Species: Spinus tristis
Conservation Status: LC (least concern)
Other Common Names: Goldfinch
The American Goldfinch is a North American Bird that overwinters in Texas. They primarily eat seeds, so they are common visitors to any feeders we put out.
I don’t know if she was able to reach the water from where she was perched, but this demonstrates the fact that there are other beings around us in need of water sources, and that it’s good to keep something around that can supply that, and that it allows easier access, i.e. something shallow enough to drink from and bathe in without the danger of falling in and having no way out.
They are very small birds. They get aggressive with each other and other smaller bird species when at the feeders. Eventually larger birds like doves, blackbirds and Blue Jays start coming in frequently, scaring the smaller birds off and taking dominance over the feeders. At that point the smaller birds just get in whenever they can.
Males have bright yellow coloring, while females have muted tones. But while they are wintering here, the colors are muted in both males and females. Toward the end of the cold season, you can see brighter yellow starting to come out around the heads of the males.
This picture makes me smile. It looks like a chick. It happened to be a very cold day, which is when they tend to puff themselves up a bit to stay warm.

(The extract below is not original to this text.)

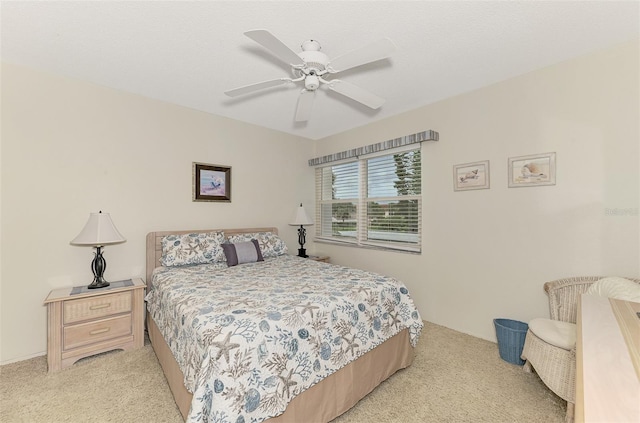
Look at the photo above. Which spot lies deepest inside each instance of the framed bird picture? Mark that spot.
(211, 182)
(532, 170)
(469, 176)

This year, I made a couple of woodpiles for wildlife use as habitat. I had a bunch of very tall Wild Spinach plants blocking an area I needed access to just outside our back door, so I had to cut them down at the base to remove them. But otherwise I kept them intact and placed them on the woodpiles where small birds like to hang out.
This is a common scene in a tree not far from the front porch when I have feeders out on the porch. This was a very cold, cloudy, wintry day, and you can see it in the puffiness of the birds as they try to stay warm while waiting for their next shot at the feeders. They may be waiting for some larger birds to fly off.